Ces vaccins seront distribués aux pays touchés par l’intermédiaire de l’Africa CDC, qui espère obtenir 10 millions de doses à l’horizon 2025. L’agence recevra également une subvention européenne de 3,5 millions d’euros au début de l’automne pour développer les capacités de dépistage et de séquençage de la région.

Le 7 août, Tedros Adhanom Ghebreyesus a déclenché une procédure d’autorisation d’urgence pour les vaccins contre le mpox afin que ces derniers puissent être utilisés dans les pays n’ayant pas encore approuvé les deux produits actuellement sur le marché : celui de Bavarian Nordic et celui du japonais KM Biologics. Il revient désormais aux laboratoires de faire leur demande auprès de l’OMS. L’organisation onusienne a également d’ores et déjà débloqué 1,45 million de dollars (1,32 million d’euros) de son fonds d’urgence pour lutter contre l’épidémie, espérant obtenir grâce à son Usppi un total de 15 millions.

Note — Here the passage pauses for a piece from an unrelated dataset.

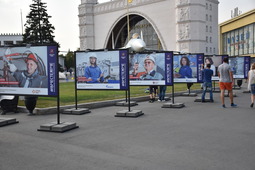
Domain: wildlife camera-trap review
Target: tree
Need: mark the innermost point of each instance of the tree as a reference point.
(38, 29)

« Nous n’avons pas affaire à une seule épidémie : nous avons affaire à plusieurs épidémies de différents clades dans différents pays avec différents modes de transmission et différents niveaux de risque », a déclaré le « docteur Tedros » dans son discours d’ouverture au comité d’urgence, mercredi. Les projecteurs sont actuellement braqués sur le clade 1b en raison de ses nouvelles mutations lui assurant une meilleure transmission interhumaine, notamment par voie sexuelle. Mais, dans la plupart des régions de RDC, c’est le clade « classique » 1 qui domine, comme en République centrafricaine ou en République du Congo. Dans d’autres pays, comme le Ghana, le Liberia, le Nigeria ou l’Afrique du Sud, s’est imposé le clade 2, dont est issu le virus qui s’était diffusé dans le monde, et considéré comme moins mortel. Au Cameroun, les deux clades circulent.

Situations très contrastées
Sur le terrain, les ONG font état de situations très contrastées entre les régions d’un même pays. Dans le nord-ouest de la RDC, la diffusion endémique du clade 1 se fait à partir de contaminations de l’animal à l’humain, en grande majorité des enfants, avec des chaînes de transmission qui s’arrêtent souvent à l’entourage familial, mais avec un taux de létalité très fort (au moins 3 %).

Dans l’est du pays, « le clade 1b se transmet de manière ininterrompue », témoigne Sylvie Jonckheere, référente maladies infectieuses pour MSF, qui revient de plusieurs semaines de mission en RDC. « A Goma, où 600 000 à 1 million de personnes sont déplacées, la situation est terrible, avec un accès à l’eau très compliqué et un très haut niveau de violences sexuelles, raconte-t-elle. Autant de difficultés pour stopper la transmission de la maladie. » La létalité réelle de ce nouveau clade est encore difficile à établir avec certitude.

La prise en charge des malades consiste essentiellement à gérer les symptômes. « C’est une maladie éruptive qui peut mener à des surinfections des pustules », explique Rodrigue Alitanou, directeur des opérations de l’ONG Alima. Des antibiotiques classiques sont alors nécessaires, mais, dans certaines régions éloignées des structures de santé, l’accès à ces soins de base est parfois difficile. « Il faut aussi traiter la douleur et les nombreux cas de déshydratation et de malnutrition qui aggravent l’état des malades », explique l’humanitaire. Le principal antiviral, le tecovirimat, est encore en cours d’étude clinique, et son utilisation est limitée aux cas compassionnels. « Avec le niveau de l’épidémie aujourd’hui, il est nécessaire de mobiliser les ressources pour mieux soigner les malades », plaide M. Alitanou.

Mise à jour le 16 août 2024 : après l’annonce d’un cas en Suède, porteur de ce nouveau clade jugé plus virulent.